Japanese leaders are considering curbs on exports to ease their country's simmering trade tensions with the United States and other countries.

By contrast, in past months the government has focused on relaxing import barriers as the preferred method of reducing its burgeoning trade surpluses, which totaled $37 billion with the United States alone last year.

Proposed methods for keeping the lid on exports range from self-restraint by companies to imposition by the Japanese government of a special surcharge on exports.

Prime Minister Yasuhiro Nakasone, speaking to a meeting of cabinet members and ruling party leaders today, said the country must be prepared to control exports to head off pressure for the more extreme step of an export surcharge.
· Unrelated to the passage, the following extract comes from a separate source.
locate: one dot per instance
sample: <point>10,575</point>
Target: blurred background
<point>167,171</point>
Nakasone spoke of a need to prepare "step-by-step measures" to curb exports, according to a senior Japanese economic planning official who attended the hour-long meeting. It had been called to discuss a package of market-opening measures the government has promised to announce next month.

So far, new export restraints are primarily just talk. Any calculated reduction of exports would be a traumatic decision for Japan, which has built much of its postwar prosperity on foreign sales. Many analysts here see the surcharge as only a distant possibility.

But at the same time, many Japanese leaders believe pressure from the U.S. Congress, where the anti-Japanese furor of March and April has cooled, is likely to grow again later this year.

Despite market-opening efforts here, the U.S. deficit with Japan is continuing to widen. According to Jiji Press news agency, U.S. Commerce Department figures show the deficit rose by about 50 percent in the first four months of this year compared with last year, from $10.4 billion to $15.1 billion.

The Japanese government for years has promoted "orderly marketing" by its companies abroad. It has applied limits (usually in response to protectionist rumblings in market countries) to a variety of export lines, notably automobiles.

Japan's decision in March to raise the U.S. auto export quota from 1.85 million vehicles to 2.3 million per year was depicted here as a generous act of restraint at a time when Japanese surveys showed a demand for about 2.7 million vehicles. It was condemned in Congress, however, as an effort to flood the U.S. market.

In past weeks some leaders of the ruling Liberal Democratic Party have told business leaders the country must consider a broader-brush approach to exports, in the form of a surcharge. By making Japanese goods more costly to foreign buyers, a surcharge would tend to reduce shipments abroad.

Opponents in the party and government bureaucracy say a surcharge would run counter to the principle of fair trade, unjustly penalize Japanese companies, and perhaps backfire by creating a stampede of exports just before going into effect.

But supporters contend those scenarios are preferable to having the United States impose an import surcharge on Japanese goods, as a number of bills now before Congress propose. By acting first, Japan would be able to determine the surcharge level and collect the revenue for itself.

At today's meeting, officials also discussed new measures to encourage imports into Japan, where many foreign goods still face a maze of cultural and bureaucratic obstacles.

The July package will include cuts in import tariffs. However, a debate is in progress here over whether they should be unilateral or should be implemented only if Japan's trading partners agree to do the same.

The Ministry of International Trade and Industry and other government agencies are reported to favor reciprocal cuts. But Nakasone, speaking at today's meeting, reportedly said that hostility toward Japan is so strong abroad that radical, unilateral steps are needed to show that Japan means business. "What is important is that Japan must act by itself and lead the way," Nakasone reportedly told the meeting.

Officials here also say that the government will announce reforms of import procedures, government procurement rules and standards that foreign products must meet to be sold in Japan. All are seen by foreign businessmen as import barriers.

In addition, to cut the deficit the government is considering a one-time purchase of passenger aircraft to be used by the prime minister and senior government leaders for trips abroad.